Four days after suffering hypoxia reportedly from carbon monoxide poisoning, caused due to emissions from a bathroom-fitted gas geyser, a Class X student died Friday morning, on her 16th birthday, police said.

A Borivali resident, Dhruvi Gohil, had suffered brain swelling and succumbed at Mangal Murti hospital at Gorai, where she was undergoing treatment, doctors said. They said scant oxygen supply in the bathroom had affected Dhruvi’s brain and caused convulsions.

Gas geysers consume oxygen to generate heat for warming water. In an ill-ventilated bathroom, they can consume the entire oxygen forcing a person to breathe in carbon monoxide — a known cause of epileptic seizures and brain damage.

Dhruvi was preparing for her ongoing exams till late Saturday night. On Sunday, she went to have a bath around 6.45 am. “She wanted to wash her hair, usually that takes longer. Her parents heard some noise from the bathroom but were not alarmed. It was only at 8 am when she did not come out that they started knocking on the door,” her uncle Yagnesh Parmar said.

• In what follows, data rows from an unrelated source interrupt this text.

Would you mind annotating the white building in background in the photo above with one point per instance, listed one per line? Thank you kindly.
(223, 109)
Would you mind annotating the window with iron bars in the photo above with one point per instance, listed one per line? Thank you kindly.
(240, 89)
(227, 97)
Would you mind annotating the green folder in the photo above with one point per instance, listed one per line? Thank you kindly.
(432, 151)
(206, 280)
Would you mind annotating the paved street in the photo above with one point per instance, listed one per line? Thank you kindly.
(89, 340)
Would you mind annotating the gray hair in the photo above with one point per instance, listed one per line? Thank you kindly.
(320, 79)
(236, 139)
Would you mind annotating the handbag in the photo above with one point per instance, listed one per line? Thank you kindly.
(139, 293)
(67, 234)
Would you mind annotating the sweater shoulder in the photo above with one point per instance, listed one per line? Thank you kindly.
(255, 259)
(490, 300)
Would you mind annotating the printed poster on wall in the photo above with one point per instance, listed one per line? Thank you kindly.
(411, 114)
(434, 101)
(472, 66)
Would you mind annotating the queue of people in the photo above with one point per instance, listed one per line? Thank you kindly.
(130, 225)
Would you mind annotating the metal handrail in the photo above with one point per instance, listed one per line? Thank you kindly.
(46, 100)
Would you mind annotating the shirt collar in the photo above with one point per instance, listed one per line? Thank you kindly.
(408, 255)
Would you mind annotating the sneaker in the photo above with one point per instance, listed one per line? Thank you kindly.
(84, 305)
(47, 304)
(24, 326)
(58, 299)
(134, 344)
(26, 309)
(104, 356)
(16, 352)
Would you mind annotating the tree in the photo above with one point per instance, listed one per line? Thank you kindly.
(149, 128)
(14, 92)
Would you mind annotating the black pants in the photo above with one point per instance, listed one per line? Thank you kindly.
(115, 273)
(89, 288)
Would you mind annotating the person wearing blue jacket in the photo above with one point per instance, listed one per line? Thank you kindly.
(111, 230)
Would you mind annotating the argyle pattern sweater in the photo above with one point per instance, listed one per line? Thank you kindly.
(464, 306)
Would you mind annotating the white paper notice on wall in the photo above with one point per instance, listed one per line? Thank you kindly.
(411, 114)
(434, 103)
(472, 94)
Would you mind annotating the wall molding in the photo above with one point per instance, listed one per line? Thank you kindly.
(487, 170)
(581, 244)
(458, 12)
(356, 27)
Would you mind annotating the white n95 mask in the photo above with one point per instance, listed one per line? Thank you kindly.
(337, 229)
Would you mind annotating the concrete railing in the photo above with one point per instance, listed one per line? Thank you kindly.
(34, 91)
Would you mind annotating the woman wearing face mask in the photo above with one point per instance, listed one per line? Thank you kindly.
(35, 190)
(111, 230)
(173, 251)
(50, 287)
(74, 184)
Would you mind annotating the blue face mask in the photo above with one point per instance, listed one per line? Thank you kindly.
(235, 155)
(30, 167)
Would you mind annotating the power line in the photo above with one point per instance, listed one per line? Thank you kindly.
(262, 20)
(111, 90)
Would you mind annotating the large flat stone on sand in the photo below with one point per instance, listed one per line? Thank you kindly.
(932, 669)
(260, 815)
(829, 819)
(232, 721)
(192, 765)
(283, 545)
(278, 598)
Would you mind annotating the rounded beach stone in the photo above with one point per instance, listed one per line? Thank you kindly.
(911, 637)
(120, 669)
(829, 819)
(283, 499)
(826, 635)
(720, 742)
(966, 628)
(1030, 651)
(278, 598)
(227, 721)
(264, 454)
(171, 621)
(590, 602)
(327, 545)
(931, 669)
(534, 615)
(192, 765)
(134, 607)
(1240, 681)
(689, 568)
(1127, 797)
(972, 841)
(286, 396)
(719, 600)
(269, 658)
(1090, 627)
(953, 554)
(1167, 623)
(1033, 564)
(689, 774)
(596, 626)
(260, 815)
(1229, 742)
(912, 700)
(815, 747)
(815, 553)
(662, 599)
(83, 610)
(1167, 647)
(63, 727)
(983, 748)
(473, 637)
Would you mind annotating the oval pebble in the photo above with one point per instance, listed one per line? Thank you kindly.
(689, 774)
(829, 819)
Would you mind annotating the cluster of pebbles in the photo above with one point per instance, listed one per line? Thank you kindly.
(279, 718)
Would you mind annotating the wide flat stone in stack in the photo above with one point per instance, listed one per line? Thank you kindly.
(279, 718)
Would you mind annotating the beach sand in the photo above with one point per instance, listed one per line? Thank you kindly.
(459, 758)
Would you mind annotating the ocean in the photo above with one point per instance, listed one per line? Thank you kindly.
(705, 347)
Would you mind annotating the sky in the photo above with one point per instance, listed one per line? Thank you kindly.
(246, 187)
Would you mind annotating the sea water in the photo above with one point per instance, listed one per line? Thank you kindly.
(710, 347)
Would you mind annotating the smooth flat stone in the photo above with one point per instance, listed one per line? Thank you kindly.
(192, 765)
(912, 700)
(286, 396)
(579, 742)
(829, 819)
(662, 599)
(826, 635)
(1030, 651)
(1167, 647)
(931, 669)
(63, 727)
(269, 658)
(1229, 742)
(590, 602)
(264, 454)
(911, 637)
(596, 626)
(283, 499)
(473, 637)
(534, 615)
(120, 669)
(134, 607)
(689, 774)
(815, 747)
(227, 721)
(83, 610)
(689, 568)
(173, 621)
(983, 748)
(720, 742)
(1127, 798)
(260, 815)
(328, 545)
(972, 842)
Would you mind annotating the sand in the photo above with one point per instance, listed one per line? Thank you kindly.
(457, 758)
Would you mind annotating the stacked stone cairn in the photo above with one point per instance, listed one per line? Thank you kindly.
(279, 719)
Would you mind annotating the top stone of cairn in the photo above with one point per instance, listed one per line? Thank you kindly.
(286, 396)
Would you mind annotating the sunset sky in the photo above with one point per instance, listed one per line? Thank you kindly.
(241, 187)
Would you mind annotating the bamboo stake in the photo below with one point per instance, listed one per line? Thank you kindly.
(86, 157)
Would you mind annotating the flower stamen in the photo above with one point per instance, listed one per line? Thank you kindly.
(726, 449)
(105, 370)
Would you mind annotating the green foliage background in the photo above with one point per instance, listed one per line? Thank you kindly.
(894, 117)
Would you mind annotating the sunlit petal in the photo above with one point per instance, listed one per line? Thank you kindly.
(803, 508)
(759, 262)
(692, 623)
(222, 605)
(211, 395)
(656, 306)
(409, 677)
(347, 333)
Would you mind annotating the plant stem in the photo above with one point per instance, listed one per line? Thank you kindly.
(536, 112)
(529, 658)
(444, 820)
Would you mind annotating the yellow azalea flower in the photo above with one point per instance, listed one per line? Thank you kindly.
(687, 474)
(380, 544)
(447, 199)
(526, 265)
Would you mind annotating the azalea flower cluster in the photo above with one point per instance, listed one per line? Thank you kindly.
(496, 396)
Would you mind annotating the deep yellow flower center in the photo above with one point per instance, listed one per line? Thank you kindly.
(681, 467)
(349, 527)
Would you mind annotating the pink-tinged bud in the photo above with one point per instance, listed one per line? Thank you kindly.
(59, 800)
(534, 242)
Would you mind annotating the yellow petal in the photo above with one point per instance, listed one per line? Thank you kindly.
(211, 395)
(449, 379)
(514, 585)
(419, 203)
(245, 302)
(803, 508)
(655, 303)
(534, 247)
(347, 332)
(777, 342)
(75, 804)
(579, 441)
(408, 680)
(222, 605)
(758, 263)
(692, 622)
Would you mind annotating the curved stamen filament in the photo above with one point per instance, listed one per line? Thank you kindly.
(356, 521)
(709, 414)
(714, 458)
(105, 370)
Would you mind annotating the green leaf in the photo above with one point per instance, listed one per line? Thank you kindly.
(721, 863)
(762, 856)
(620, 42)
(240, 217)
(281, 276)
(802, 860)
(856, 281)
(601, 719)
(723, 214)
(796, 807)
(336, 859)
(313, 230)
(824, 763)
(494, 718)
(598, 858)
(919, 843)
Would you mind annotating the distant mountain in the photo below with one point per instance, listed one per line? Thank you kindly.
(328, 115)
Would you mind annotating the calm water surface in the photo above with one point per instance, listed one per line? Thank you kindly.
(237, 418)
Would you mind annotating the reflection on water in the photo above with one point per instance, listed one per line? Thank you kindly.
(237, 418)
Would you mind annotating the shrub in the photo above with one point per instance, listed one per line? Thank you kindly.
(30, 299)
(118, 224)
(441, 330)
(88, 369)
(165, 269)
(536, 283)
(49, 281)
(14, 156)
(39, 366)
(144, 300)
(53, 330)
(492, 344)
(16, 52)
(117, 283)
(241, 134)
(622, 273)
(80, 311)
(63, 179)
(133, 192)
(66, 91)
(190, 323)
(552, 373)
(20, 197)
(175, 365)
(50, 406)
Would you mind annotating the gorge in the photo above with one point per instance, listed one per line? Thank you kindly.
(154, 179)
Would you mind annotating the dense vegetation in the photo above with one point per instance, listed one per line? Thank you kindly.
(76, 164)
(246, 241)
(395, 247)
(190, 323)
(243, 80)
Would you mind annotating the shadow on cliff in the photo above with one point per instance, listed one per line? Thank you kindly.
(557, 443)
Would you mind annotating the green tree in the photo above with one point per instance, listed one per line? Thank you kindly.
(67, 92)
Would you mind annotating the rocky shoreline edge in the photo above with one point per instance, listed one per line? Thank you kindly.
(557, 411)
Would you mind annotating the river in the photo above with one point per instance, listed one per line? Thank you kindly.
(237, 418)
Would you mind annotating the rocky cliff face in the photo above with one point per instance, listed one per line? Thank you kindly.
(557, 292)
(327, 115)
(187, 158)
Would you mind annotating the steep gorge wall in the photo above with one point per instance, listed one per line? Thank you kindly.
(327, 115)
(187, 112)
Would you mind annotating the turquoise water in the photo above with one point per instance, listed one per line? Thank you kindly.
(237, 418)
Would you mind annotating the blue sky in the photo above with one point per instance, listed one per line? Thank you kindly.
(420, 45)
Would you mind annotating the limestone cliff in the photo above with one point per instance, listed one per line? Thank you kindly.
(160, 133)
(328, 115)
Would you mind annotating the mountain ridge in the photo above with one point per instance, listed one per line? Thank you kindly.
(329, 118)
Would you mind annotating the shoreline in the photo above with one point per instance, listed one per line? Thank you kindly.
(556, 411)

When her parents broke open the door, Dhruvi was found unconscious, with the right side of her body burnt due to hot water. The family has been using the gas geyser for several years. Due to a dip in the temperature, they had shut the blinds in the bathroom recently.

According to Dr Vivek Chaurasia, Dhruvi was brought unconscious to Mangal Murti Hospital on Sunday morning. “We immediately put her on a ventilator when she started gasping for breath. She was in the bathroom for 75 minutes and that had affected her brain. By the second day, her brain swelling increased and she suffered multiple convulsions,” Chaurasia said.

The 15-year-old was treated by neurologists Dr Sweety Mathy and Dr Manoj Rajani. Doctors suspect she fell unconscious shortly after breathing in carbon monoxide as oxygen level dropped in the closed space. On Friday morning, she died despite intensive ventilator support.

“She was a meritorious student. Her father works in Pune and visits them on weekends. She was happy as he was back home before her birthday,” Parmar said.

According to doctors, the side-effects due to gas geyser increase during winters when the outlet for air is often kept shut. Senior citizens and people with respiratory illness are more prone to suffer.